Have you tried checking all connections (pull and re-connect all connections)??
You could also try different PCI-e power connectors to see if that changes anything, maybe you have a faulty connection in one of those. Also maybe your Front panel connections are iffy. You could also pull all parts out of the case and lay it out on a non-conductive (cardboard works well) surface and try power/running the system out of the case. Maybe there was some metallic part/shaving interferring with parts on your mobo.
Ahhh VERY good point - I didn't even consider the PSU! Something I did consider however is that because the crashes seem to occur more frequently when starting up from cold i.e. PC has been off all day, maybe the actual buses in the motherboard have been broken and they only connect after a certain amount of heat has been applied?
Are motherboards really THAT fragile or is this an unlikely situation?
Not likely. It could be a part heating up real quick at the start, but I don't think that the buses are the issue. Try removing it out of the case, to minimize any shorts that might be occurring on the case.
OK got home last night and ripped the PC apart. Literally everything out and back in again slowly... blue screen with no error this time only a stop code of 0x00000000001E. Took out 2 / 4 sticks of RAM and it seemed to run OK for the remainder of the night so I prepped the 2 sticks I took out for sending back for replacement.
Get into work this morning and decide to check the RAM on the PCs here... so far using Vista memory tester (extended mode) on a whole new system and 50+% through no errors whatsoever. Time will tell but I'm starting to wonder if the DIMM slots on the board are faulty - will probably try the 2 (apparently) working sticks in the next DIMM slots tonight.

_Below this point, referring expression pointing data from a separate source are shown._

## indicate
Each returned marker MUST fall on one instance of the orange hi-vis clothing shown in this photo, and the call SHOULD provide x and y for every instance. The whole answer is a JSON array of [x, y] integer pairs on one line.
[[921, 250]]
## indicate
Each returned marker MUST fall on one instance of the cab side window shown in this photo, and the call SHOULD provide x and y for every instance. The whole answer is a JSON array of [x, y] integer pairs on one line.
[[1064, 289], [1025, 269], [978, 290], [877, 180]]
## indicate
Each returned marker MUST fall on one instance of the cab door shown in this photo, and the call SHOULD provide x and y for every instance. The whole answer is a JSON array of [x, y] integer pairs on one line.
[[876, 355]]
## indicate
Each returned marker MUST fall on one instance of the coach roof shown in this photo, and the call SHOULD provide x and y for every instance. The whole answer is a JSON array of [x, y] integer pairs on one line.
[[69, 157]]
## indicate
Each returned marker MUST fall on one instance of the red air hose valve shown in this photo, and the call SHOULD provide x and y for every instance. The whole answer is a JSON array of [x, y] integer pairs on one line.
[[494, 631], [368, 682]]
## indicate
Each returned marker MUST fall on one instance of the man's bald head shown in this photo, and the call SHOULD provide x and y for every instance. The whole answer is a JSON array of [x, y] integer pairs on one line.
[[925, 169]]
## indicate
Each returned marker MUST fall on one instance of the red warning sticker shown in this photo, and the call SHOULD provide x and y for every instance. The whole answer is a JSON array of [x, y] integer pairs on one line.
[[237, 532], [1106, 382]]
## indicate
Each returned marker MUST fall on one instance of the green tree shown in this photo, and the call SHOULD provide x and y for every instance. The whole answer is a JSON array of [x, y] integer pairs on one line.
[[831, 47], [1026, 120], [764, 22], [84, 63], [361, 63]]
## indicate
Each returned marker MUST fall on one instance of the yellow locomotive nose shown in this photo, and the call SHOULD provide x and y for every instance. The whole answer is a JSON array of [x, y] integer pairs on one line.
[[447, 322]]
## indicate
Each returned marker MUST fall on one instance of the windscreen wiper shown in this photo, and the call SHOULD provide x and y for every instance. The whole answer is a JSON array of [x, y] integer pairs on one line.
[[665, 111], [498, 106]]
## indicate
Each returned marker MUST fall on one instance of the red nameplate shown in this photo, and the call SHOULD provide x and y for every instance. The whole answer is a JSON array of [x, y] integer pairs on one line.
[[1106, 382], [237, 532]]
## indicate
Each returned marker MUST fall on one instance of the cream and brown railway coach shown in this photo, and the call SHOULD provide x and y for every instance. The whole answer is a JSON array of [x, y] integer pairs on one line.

This is the headache you adopt when you buy 2 separate kits of ram. There's a reason that everyone advises against 4x2 (especially buying separate kits). Do yourself a favor and RMA both kits and pick up a single 4x2 kit, or even better a 2x4 kit. Either that or just return the kit and eat the restocking fee and be happy with 4gb.
You're going to be in the same exact boat if you just RMA a single kit. Even though you get 2 kits that are the same exact part number, you almost always end up with 2 kits that come from different binnings. Welcome to no-post and BSOD hell.
That's the thing, each 1 of the 4 RAM sticks are the EXACT same everything. They're the corsair dominator, each with a 5-5-5-15 timing and 2.1V requirement. I'm really starting to suspect the actual DIMM slots so will swap them tonight and see what happens.
I'm also just as a precaution do a full OS reinstall in case the reg has become corrupt or some driver .dll file is causing instability. I'll keep you all updated.
Just an update, after 6 hours on the 4th of 5 passes we see memory errors. Sending back for replacement... now I'll see tonight if we get anymore blue screens with the 2 (apparent) working RAM slots in while I wait for replacements.